Last year, for example, Senate Majority Leader Bill Frist described bioterrorism as "the greatest existential threat we have in the world today." But how could he justify such a claim? Is bioterrorism a greater existential threat than global climate change, global poverty levels, wars and conflicts, nuclear proliferation, ocean-quality deterioration, deforestation, desertification, depletion of freshwater aquifers or the balancing of population growth and food production? Is it likely to kill more people than the more mundane scourges of AIDS, tuberculosis, malaria, measles and cholera, which kill more than 11 million people each year?

So what substantiates the alarm and the massive federal spending on bioterrorism? There are two main sources of bioterrorism threats: first, from countries developing bioweapons, and second, from terrorist groups that might buy, steal or manufacture them.

The first threat is declining. U.S. intelligence estimates say the number of countries that conduct offensive bioweapons programs has fallen in the last 15 years from 13 to nine, as South Africa, Libya, Iraq and Cuba were dropped. There is no publicly available evidence that even the most hostile of the nine remaining countries -- Syria and Iran -- are ramping up their programs.

And, despite the fear that a hostile nation could help terrorists get biological weapons, no country has ever done so -- even nations known to have trained terrorists.

It's more difficult to assess the risk of terrorists using bioweapons, especially because the perpetrators of the anthrax mailings have not been identified. If the perpetrators did not have access to assistance, materials or knowledge derived from the U.S. biodefense program, but had developed such sophistication independently, that would change our view of what a terrorist group might be capable of. So far, however, the history of terrorist experimentation with bioweapons has shown that killing large numbers of people isn't as easy as we've been led to believe.

Followers of Bhagwan Shree Rajneesh succeeded in culturing and distributing salmonella in Oregon in 1984, sickening 751 people. Aum Shinrikyo failed in its attempts to obtain, produce and disperse anthrax and botulinum toxin between 1990 and 1994. Al Qaeda tried to develop bioweapons from 1997 until the U.S. invasion of Afghanistan in 2001, but declassified documents found by U.S. forces outside Kandahar indicate the group never obtained the necessary pathogens.

At a conference in Tokyo this week, bioterrorism experts called for new programs to counter the possibility that terrorists could genetically engineer new pathogens. Yet three of the leading scientists in the field have said there is no likelihood at this time that a terrorist group could perform such a feat.

The real problem is that a decade of widely broadcast discussion of what it takes to produce a bioweapon has provided terrorists with at least a rough roadmap. Until now, no terrorist group has had professionals with the skills to exploit the information -- but the publicity may make it easier in the future.

There is no military or strategic justification for imputing to real-world terrorist groups capabilities that they do not possess. Yet no risk analysis was conducted before the $33 billion was spent.
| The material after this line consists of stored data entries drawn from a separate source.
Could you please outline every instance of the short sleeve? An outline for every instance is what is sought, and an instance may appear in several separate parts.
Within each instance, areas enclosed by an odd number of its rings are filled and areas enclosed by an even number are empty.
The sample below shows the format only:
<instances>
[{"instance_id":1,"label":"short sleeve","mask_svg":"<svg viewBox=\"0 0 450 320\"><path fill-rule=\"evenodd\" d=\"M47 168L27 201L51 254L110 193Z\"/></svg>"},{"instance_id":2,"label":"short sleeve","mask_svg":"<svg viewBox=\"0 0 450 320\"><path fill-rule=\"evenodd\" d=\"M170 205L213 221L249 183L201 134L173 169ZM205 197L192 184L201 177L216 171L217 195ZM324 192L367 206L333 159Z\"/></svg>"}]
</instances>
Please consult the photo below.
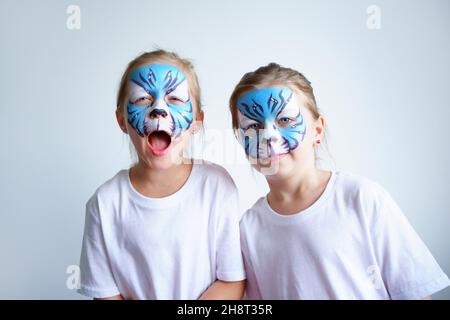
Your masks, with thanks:
<instances>
[{"instance_id":1,"label":"short sleeve","mask_svg":"<svg viewBox=\"0 0 450 320\"><path fill-rule=\"evenodd\" d=\"M241 220L241 248L242 257L244 259L245 274L247 276L247 284L245 286L245 293L243 300L262 300L261 292L258 288L258 281L255 275L254 268L252 266L251 260L249 259L249 250L247 247L247 242L245 238L245 228L242 226L243 222Z\"/></svg>"},{"instance_id":2,"label":"short sleeve","mask_svg":"<svg viewBox=\"0 0 450 320\"><path fill-rule=\"evenodd\" d=\"M421 299L450 281L388 192L382 191L372 237L391 299Z\"/></svg>"},{"instance_id":3,"label":"short sleeve","mask_svg":"<svg viewBox=\"0 0 450 320\"><path fill-rule=\"evenodd\" d=\"M222 281L245 280L239 232L238 194L234 184L231 192L219 207L216 235L217 279Z\"/></svg>"},{"instance_id":4,"label":"short sleeve","mask_svg":"<svg viewBox=\"0 0 450 320\"><path fill-rule=\"evenodd\" d=\"M95 195L86 204L80 275L78 293L82 295L108 298L120 294L111 271Z\"/></svg>"}]
</instances>

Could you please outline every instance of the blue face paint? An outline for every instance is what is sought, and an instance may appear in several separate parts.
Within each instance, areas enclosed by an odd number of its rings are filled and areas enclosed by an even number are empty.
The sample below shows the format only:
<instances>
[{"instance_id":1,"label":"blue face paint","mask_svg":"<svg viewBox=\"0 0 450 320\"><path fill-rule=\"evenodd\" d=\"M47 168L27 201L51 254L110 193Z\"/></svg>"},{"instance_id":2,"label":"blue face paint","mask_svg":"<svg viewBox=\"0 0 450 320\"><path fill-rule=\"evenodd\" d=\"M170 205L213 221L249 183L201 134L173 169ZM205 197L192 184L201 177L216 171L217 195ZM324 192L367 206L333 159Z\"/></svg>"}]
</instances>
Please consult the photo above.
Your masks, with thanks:
<instances>
[{"instance_id":1,"label":"blue face paint","mask_svg":"<svg viewBox=\"0 0 450 320\"><path fill-rule=\"evenodd\" d=\"M167 64L145 65L129 78L128 123L144 137L165 131L172 138L193 121L188 83L178 68Z\"/></svg>"},{"instance_id":2,"label":"blue face paint","mask_svg":"<svg viewBox=\"0 0 450 320\"><path fill-rule=\"evenodd\" d=\"M285 87L255 89L238 99L239 140L247 156L269 158L298 147L306 124L296 101Z\"/></svg>"}]
</instances>

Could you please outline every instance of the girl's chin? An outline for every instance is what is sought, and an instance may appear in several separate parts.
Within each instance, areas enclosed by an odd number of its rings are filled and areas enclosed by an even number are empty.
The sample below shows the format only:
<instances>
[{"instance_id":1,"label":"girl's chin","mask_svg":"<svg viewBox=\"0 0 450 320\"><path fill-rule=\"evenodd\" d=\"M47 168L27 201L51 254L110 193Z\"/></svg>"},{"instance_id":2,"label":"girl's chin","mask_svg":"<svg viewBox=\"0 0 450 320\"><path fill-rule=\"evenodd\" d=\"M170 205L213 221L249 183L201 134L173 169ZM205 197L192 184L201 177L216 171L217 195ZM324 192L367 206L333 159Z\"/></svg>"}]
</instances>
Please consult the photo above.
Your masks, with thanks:
<instances>
[{"instance_id":1,"label":"girl's chin","mask_svg":"<svg viewBox=\"0 0 450 320\"><path fill-rule=\"evenodd\" d=\"M151 154L151 152L146 152L145 158L142 160L144 160L149 168L154 170L167 170L177 164L176 159L173 159L170 151L165 155L158 156Z\"/></svg>"},{"instance_id":2,"label":"girl's chin","mask_svg":"<svg viewBox=\"0 0 450 320\"><path fill-rule=\"evenodd\" d=\"M248 159L249 159L251 164L269 165L271 163L279 162L279 161L283 160L288 155L289 155L289 152L286 152L286 153L283 153L283 154L275 154L275 155L272 155L272 156L270 156L268 158L259 158L259 159L249 156Z\"/></svg>"},{"instance_id":3,"label":"girl's chin","mask_svg":"<svg viewBox=\"0 0 450 320\"><path fill-rule=\"evenodd\" d=\"M265 176L276 176L282 173L281 168L284 166L285 159L288 159L289 153L274 155L269 158L255 159L251 158L250 163Z\"/></svg>"}]
</instances>

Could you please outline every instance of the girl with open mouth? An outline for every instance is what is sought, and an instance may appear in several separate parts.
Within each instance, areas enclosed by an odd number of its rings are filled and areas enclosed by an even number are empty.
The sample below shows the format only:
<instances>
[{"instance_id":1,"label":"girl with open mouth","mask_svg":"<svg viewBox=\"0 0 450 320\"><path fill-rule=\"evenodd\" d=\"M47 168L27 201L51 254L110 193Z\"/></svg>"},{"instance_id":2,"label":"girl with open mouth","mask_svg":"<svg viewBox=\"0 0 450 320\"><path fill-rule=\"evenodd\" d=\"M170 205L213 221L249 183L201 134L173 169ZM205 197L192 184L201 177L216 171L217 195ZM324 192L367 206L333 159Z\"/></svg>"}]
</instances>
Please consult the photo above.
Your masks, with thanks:
<instances>
[{"instance_id":1,"label":"girl with open mouth","mask_svg":"<svg viewBox=\"0 0 450 320\"><path fill-rule=\"evenodd\" d=\"M237 190L222 167L182 158L203 121L191 63L164 50L131 61L117 121L138 161L86 205L80 293L96 299L240 299Z\"/></svg>"}]
</instances>

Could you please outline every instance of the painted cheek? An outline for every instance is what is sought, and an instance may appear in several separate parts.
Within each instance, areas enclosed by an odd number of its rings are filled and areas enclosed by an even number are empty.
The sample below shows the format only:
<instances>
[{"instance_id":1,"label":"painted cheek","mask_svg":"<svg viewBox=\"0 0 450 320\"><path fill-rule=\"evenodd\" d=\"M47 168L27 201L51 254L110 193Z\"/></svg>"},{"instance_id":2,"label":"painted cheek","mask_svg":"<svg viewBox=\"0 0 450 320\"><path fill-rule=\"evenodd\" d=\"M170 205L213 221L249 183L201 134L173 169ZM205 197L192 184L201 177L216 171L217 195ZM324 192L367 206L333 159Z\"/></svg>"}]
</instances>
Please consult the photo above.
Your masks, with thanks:
<instances>
[{"instance_id":1,"label":"painted cheek","mask_svg":"<svg viewBox=\"0 0 450 320\"><path fill-rule=\"evenodd\" d=\"M136 130L140 136L144 136L145 118L147 114L147 107L137 106L132 103L128 103L128 123Z\"/></svg>"},{"instance_id":2,"label":"painted cheek","mask_svg":"<svg viewBox=\"0 0 450 320\"><path fill-rule=\"evenodd\" d=\"M180 135L182 132L189 129L194 118L192 104L190 101L183 105L169 105L170 114L174 121L174 136Z\"/></svg>"},{"instance_id":3,"label":"painted cheek","mask_svg":"<svg viewBox=\"0 0 450 320\"><path fill-rule=\"evenodd\" d=\"M248 130L239 129L239 142L244 148L245 154L250 155L250 143L255 137L250 136Z\"/></svg>"},{"instance_id":4,"label":"painted cheek","mask_svg":"<svg viewBox=\"0 0 450 320\"><path fill-rule=\"evenodd\" d=\"M283 138L287 141L289 149L293 150L303 141L305 137L306 126L291 126L281 129Z\"/></svg>"}]
</instances>

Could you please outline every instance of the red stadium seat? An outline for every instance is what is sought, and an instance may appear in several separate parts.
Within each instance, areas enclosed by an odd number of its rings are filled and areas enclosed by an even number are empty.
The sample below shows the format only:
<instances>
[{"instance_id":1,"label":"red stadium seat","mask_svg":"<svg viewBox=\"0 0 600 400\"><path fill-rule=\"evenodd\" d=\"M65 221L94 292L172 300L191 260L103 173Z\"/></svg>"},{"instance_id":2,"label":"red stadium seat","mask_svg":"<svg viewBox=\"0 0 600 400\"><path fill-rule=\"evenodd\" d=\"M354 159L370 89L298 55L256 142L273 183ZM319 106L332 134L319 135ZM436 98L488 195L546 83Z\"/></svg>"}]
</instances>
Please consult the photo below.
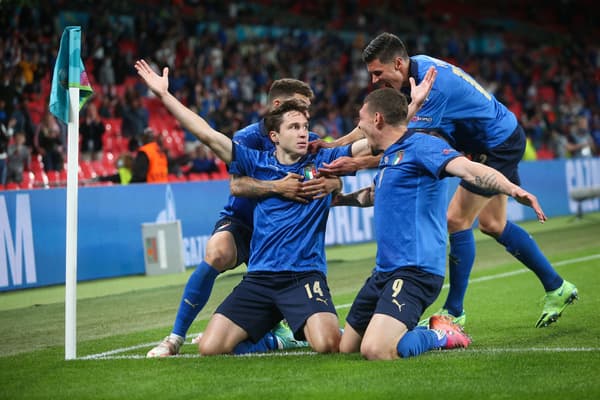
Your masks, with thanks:
<instances>
[{"instance_id":1,"label":"red stadium seat","mask_svg":"<svg viewBox=\"0 0 600 400\"><path fill-rule=\"evenodd\" d=\"M187 182L187 178L184 175L177 176L175 174L168 175L169 182Z\"/></svg>"},{"instance_id":2,"label":"red stadium seat","mask_svg":"<svg viewBox=\"0 0 600 400\"><path fill-rule=\"evenodd\" d=\"M62 186L60 180L60 172L58 171L48 171L46 174L48 176L48 185L50 187Z\"/></svg>"},{"instance_id":3,"label":"red stadium seat","mask_svg":"<svg viewBox=\"0 0 600 400\"><path fill-rule=\"evenodd\" d=\"M188 180L190 181L207 181L210 179L210 176L206 172L192 172L188 175Z\"/></svg>"},{"instance_id":4,"label":"red stadium seat","mask_svg":"<svg viewBox=\"0 0 600 400\"><path fill-rule=\"evenodd\" d=\"M35 181L33 172L23 172L23 182L19 185L21 189L33 189L33 183Z\"/></svg>"},{"instance_id":5,"label":"red stadium seat","mask_svg":"<svg viewBox=\"0 0 600 400\"><path fill-rule=\"evenodd\" d=\"M44 171L37 171L33 173L33 187L34 188L48 188L50 186L48 182L48 175Z\"/></svg>"},{"instance_id":6,"label":"red stadium seat","mask_svg":"<svg viewBox=\"0 0 600 400\"><path fill-rule=\"evenodd\" d=\"M79 162L79 179L81 181L89 181L98 176L90 161Z\"/></svg>"}]
</instances>

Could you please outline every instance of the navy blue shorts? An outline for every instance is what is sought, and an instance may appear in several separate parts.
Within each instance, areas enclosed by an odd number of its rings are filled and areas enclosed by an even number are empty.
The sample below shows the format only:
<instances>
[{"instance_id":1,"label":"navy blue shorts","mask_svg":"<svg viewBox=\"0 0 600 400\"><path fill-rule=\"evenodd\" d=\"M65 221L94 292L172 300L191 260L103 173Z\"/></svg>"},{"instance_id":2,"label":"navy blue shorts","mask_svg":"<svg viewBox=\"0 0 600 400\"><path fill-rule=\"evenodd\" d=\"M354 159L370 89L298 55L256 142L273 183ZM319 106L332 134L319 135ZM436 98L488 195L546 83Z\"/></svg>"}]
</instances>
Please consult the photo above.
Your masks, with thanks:
<instances>
[{"instance_id":1,"label":"navy blue shorts","mask_svg":"<svg viewBox=\"0 0 600 400\"><path fill-rule=\"evenodd\" d=\"M489 149L485 154L469 154L468 156L476 162L480 162L500 171L509 181L515 185L521 184L519 178L519 162L525 153L525 131L521 125L517 125L515 131L504 141L504 143ZM469 192L485 197L497 195L497 191L481 189L464 180L460 186Z\"/></svg>"},{"instance_id":2,"label":"navy blue shorts","mask_svg":"<svg viewBox=\"0 0 600 400\"><path fill-rule=\"evenodd\" d=\"M437 299L443 284L443 277L415 267L374 271L356 295L346 322L363 335L373 314L385 314L411 330Z\"/></svg>"},{"instance_id":3,"label":"navy blue shorts","mask_svg":"<svg viewBox=\"0 0 600 400\"><path fill-rule=\"evenodd\" d=\"M283 318L296 339L305 340L304 324L319 312L337 315L327 279L319 271L250 272L215 311L244 329L254 342Z\"/></svg>"},{"instance_id":4,"label":"navy blue shorts","mask_svg":"<svg viewBox=\"0 0 600 400\"><path fill-rule=\"evenodd\" d=\"M215 229L212 234L217 232L227 231L233 235L235 247L237 249L237 259L235 267L240 264L248 264L250 258L250 239L252 239L252 228L244 224L240 220L232 217L223 217L215 224ZM235 268L234 267L234 268Z\"/></svg>"}]
</instances>

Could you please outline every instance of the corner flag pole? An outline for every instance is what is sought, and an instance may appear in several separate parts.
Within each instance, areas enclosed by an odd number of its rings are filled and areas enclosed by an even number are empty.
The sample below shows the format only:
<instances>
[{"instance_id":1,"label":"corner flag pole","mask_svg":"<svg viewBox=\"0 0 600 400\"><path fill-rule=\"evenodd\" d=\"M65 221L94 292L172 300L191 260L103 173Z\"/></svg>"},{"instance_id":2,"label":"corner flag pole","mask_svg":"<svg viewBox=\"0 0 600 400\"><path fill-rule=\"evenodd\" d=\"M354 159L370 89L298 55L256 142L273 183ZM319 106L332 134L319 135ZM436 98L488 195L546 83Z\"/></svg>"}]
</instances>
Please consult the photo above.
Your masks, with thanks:
<instances>
[{"instance_id":1,"label":"corner flag pole","mask_svg":"<svg viewBox=\"0 0 600 400\"><path fill-rule=\"evenodd\" d=\"M79 47L80 32L71 32L69 48ZM74 43L76 42L76 43ZM80 52L77 51L79 59ZM78 71L69 63L69 83L79 83ZM71 80L71 74L77 76ZM75 80L76 79L76 80ZM77 211L79 172L79 87L69 85L69 123L67 125L67 248L65 270L65 360L77 357Z\"/></svg>"},{"instance_id":2,"label":"corner flag pole","mask_svg":"<svg viewBox=\"0 0 600 400\"><path fill-rule=\"evenodd\" d=\"M79 110L92 94L81 61L81 27L65 28L50 93L50 111L67 123L67 218L65 266L65 359L77 357L77 195ZM81 96L80 96L81 95Z\"/></svg>"}]
</instances>

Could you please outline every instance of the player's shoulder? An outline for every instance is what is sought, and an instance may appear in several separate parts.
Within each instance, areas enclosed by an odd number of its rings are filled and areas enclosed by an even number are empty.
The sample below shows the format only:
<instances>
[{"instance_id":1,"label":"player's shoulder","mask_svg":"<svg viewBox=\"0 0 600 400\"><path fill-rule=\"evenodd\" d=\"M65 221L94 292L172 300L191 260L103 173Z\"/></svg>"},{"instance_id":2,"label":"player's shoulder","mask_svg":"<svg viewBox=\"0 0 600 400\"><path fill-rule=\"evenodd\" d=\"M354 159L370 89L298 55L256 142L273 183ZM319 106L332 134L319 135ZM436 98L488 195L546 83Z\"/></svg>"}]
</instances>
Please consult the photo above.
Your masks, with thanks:
<instances>
[{"instance_id":1,"label":"player's shoulder","mask_svg":"<svg viewBox=\"0 0 600 400\"><path fill-rule=\"evenodd\" d=\"M234 139L242 139L242 138L249 137L249 136L260 135L261 131L262 131L262 129L261 129L260 122L255 122L253 124L245 126L244 128L236 131L233 134L233 137L234 137Z\"/></svg>"}]
</instances>

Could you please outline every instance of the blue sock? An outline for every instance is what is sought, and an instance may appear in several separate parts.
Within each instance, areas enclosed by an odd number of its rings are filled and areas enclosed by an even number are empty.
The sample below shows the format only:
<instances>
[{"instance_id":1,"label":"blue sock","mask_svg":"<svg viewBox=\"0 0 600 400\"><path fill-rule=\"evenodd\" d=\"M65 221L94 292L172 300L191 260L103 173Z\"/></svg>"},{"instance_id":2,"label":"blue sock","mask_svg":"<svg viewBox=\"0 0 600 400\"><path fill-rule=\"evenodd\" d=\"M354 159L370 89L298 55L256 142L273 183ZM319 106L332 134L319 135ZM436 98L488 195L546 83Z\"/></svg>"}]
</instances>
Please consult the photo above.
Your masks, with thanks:
<instances>
[{"instance_id":1,"label":"blue sock","mask_svg":"<svg viewBox=\"0 0 600 400\"><path fill-rule=\"evenodd\" d=\"M256 343L253 343L249 339L238 343L233 349L233 354L264 353L270 350L277 350L277 348L277 338L273 332L267 332L267 334Z\"/></svg>"},{"instance_id":2,"label":"blue sock","mask_svg":"<svg viewBox=\"0 0 600 400\"><path fill-rule=\"evenodd\" d=\"M496 240L537 275L547 292L558 289L562 285L563 279L542 254L531 235L519 225L508 221L504 232Z\"/></svg>"},{"instance_id":3,"label":"blue sock","mask_svg":"<svg viewBox=\"0 0 600 400\"><path fill-rule=\"evenodd\" d=\"M446 341L446 335L439 338L437 333L431 329L413 329L402 336L396 349L402 358L414 357L426 351L444 347Z\"/></svg>"},{"instance_id":4,"label":"blue sock","mask_svg":"<svg viewBox=\"0 0 600 400\"><path fill-rule=\"evenodd\" d=\"M212 293L215 279L219 271L211 267L206 261L202 261L197 267L185 285L181 303L175 317L173 333L185 338L200 310L204 308L210 294Z\"/></svg>"},{"instance_id":5,"label":"blue sock","mask_svg":"<svg viewBox=\"0 0 600 400\"><path fill-rule=\"evenodd\" d=\"M450 234L450 256L448 276L450 289L444 308L455 317L463 312L465 293L469 285L469 276L475 262L475 237L473 229Z\"/></svg>"}]
</instances>

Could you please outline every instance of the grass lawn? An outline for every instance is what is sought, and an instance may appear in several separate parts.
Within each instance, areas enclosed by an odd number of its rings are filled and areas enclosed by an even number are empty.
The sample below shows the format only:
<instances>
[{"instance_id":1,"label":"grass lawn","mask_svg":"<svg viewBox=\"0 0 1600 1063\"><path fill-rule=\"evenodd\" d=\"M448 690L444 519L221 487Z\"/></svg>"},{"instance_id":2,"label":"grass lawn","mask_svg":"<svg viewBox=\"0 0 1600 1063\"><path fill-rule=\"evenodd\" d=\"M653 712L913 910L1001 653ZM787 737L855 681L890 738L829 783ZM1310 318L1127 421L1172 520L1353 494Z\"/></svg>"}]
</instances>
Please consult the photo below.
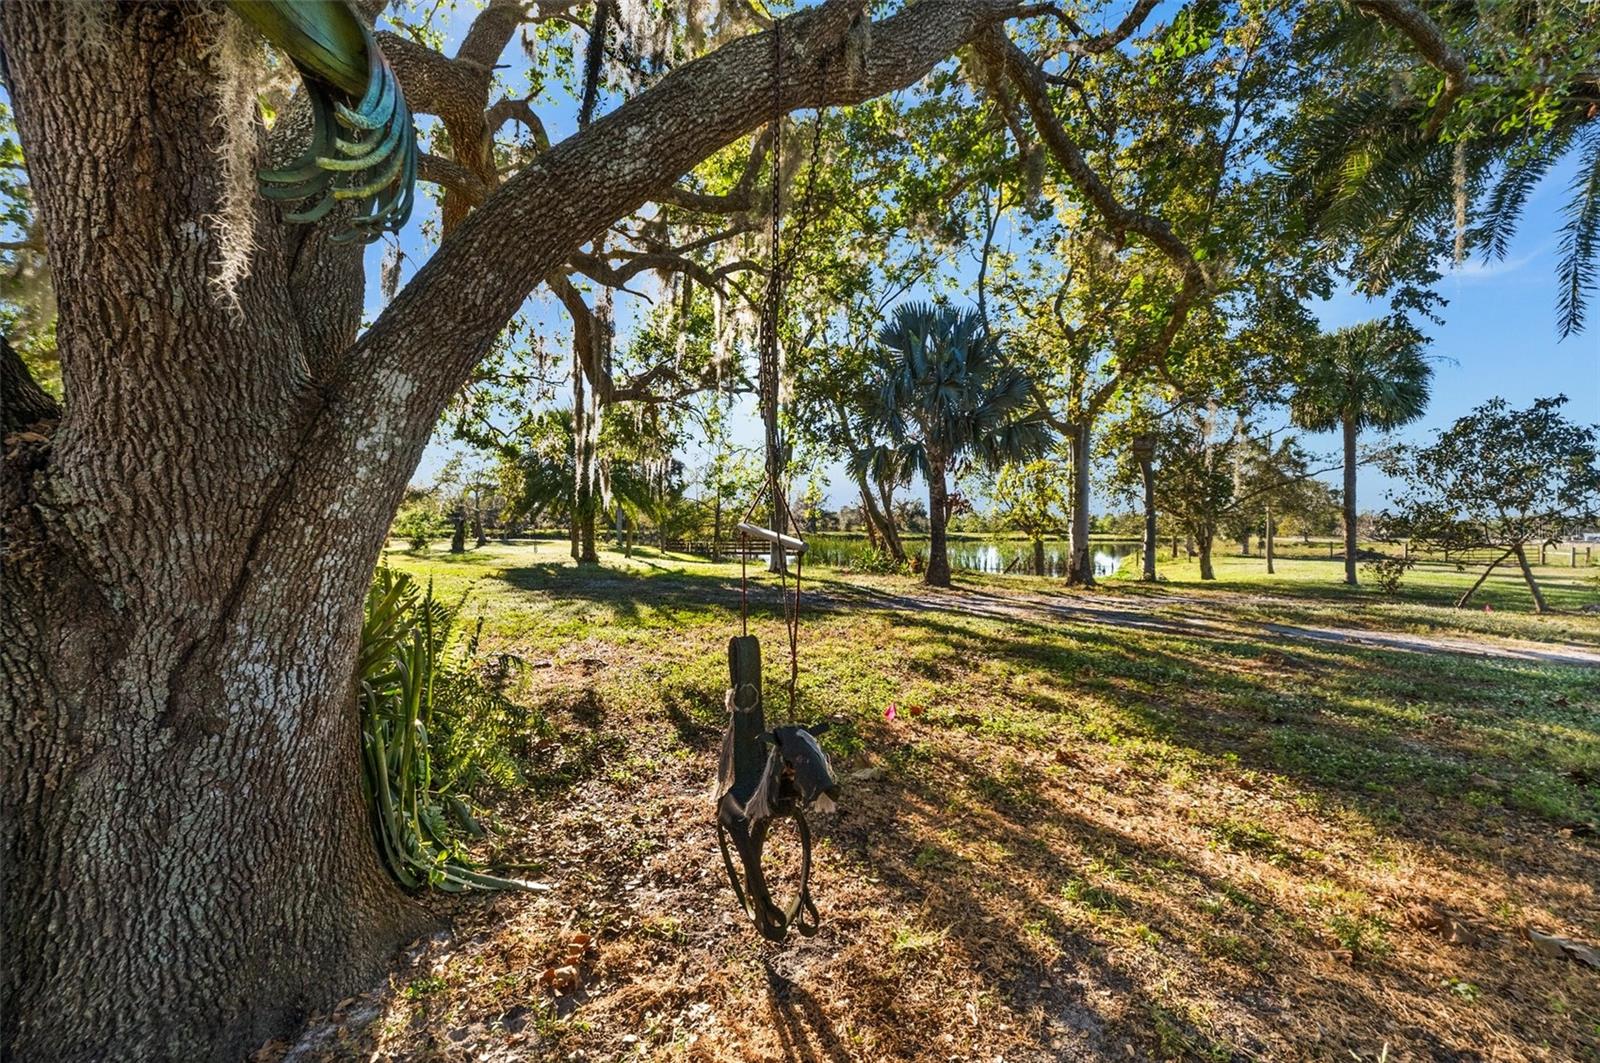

Some scientists and politicians privately acknowledge that the threat of bioterror attacks is exaggerated, but they argue that spending on bioterrorism prevention and response would be inadequate without it. But the persistent hype is not benign. It is almost certainly the single major factor in provoking interest in bioweapons among terrorist groups. Bin Laden's deputy, the Egyptian doctor Ayman Zawahiri, wrote on a captured floppy disk that "we only became aware of (bioweapons) when the enemy drew our attention to them by repeatedly expressing concerns that they can be produced simply with easily available materials." We are creating our worst nightmare.